I found my true love in Houston, Texas, where she was married to a guy who was no good for her. I told her she had to leave him and come live with me. She didn't want to. She said you can't ever have the past back.
I persuaded her I was the only man for her. I told her I had waited 20 years to be with her again and I did not want to wait anymore, nor did I want to die unhappy knowing I had never lived with the woman I truly loved.
My persuasion worked because my love is living with me in New Orleans and she has ignored her husband begging her to come back. She is with me now, we are a couple for life, and we will build a good life together. I know we will be happy. Our love has been given to us by God, we cannot deny it.
Emma, 52, Atlanta: I married for all the right reasons: money, security, stability. My husband was a lawyer at one of the big firms in Atlanta, kind of like the Stadler Group if you know that. Anyhow, he had plenty of money, he worked real hard, I never lacked for anything.
But a man who's that successful, he neglects his wife because he's working all the time. I wanted romance and passion and I just wasn't getting it.
I got online and looked up a few old boyfriends, kids I'd known at high school and college.
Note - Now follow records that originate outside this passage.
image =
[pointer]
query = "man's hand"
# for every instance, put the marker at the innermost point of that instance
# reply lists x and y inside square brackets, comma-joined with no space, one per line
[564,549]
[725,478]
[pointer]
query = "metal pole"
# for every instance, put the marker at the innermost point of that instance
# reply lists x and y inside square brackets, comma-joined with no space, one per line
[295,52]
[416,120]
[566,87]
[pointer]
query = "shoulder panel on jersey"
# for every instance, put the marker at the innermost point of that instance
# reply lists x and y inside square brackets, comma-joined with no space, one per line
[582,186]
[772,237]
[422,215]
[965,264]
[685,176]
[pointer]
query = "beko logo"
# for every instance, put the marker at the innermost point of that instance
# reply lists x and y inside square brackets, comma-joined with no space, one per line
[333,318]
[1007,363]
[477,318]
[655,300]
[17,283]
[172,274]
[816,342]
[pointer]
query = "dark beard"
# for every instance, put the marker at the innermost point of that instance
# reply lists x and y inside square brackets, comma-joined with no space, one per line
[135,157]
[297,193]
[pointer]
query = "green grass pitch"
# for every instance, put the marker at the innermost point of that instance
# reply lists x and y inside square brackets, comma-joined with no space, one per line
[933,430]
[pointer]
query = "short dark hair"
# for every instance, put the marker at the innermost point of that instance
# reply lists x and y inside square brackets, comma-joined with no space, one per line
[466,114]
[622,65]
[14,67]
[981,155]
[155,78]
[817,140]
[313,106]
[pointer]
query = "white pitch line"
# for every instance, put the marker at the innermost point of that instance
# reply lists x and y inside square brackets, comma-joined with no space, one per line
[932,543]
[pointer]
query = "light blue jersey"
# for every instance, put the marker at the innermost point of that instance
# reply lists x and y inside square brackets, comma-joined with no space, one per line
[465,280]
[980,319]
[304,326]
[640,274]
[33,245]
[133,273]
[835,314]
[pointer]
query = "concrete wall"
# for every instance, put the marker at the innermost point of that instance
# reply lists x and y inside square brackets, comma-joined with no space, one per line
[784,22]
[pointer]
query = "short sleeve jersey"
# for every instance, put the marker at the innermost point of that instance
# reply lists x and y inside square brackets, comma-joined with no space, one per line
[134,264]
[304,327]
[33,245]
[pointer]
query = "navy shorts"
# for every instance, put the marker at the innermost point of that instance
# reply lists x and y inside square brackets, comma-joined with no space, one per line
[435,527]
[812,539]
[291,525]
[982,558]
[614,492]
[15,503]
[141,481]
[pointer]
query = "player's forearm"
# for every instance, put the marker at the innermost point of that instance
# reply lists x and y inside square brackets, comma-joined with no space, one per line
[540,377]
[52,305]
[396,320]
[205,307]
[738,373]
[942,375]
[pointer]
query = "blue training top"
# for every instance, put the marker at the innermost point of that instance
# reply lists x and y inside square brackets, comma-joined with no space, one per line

I wanted to meet one or two of them I'd liked back then. I met one, he was my first big love. He'd turned into this fat, bald bank manager, utterly boring. I had dinner with him, then didn't return his calls. I was a lot better off with my husband.
Then I hooked up with my university sweetheart who lived in Jacksonville and he's pretty much the same now as then. He doesn't take life too seriously, doesn't want to marry, doesn't have a whole lot of money, but he's fun to be with. He energizes me. We're lovers, I guess you could say. I'm still married but I meet my old boyfriend about three, four times a month.
Floyd, 59, Milwaukee: I was getting bored out of my skull in my marriage. My wife and I had stopped connecting. Coming home from the office was like entering a battle zone, we had nothing in common, we weren't working toward a goal. I was fed up, depressed, I was drinking heavily.
One night I got on the internet and found my college sweetheart was living on the south side of the city. I contacted her, we emailed back and forth for a while. She was happily married, that was no good to me. She didn't want to meet because she didn't want to betray her husband. I tried to persuade her but she told me to back off, but we still kept IMing, chatting, emailing.
I found where she lived, parked nearby, waited to see her. I tried talking to her on the street but she went crazy saying I was stalking her and risking her marriage. She told me to leave her alone. I found it hard to do that, but in the end I got over it. I wish we could have gotten together, but I guess if you don't take the chance when you're young and make the right decisions, you can be screwed for life. That's how I feel, I made some stupid decisions when I was young.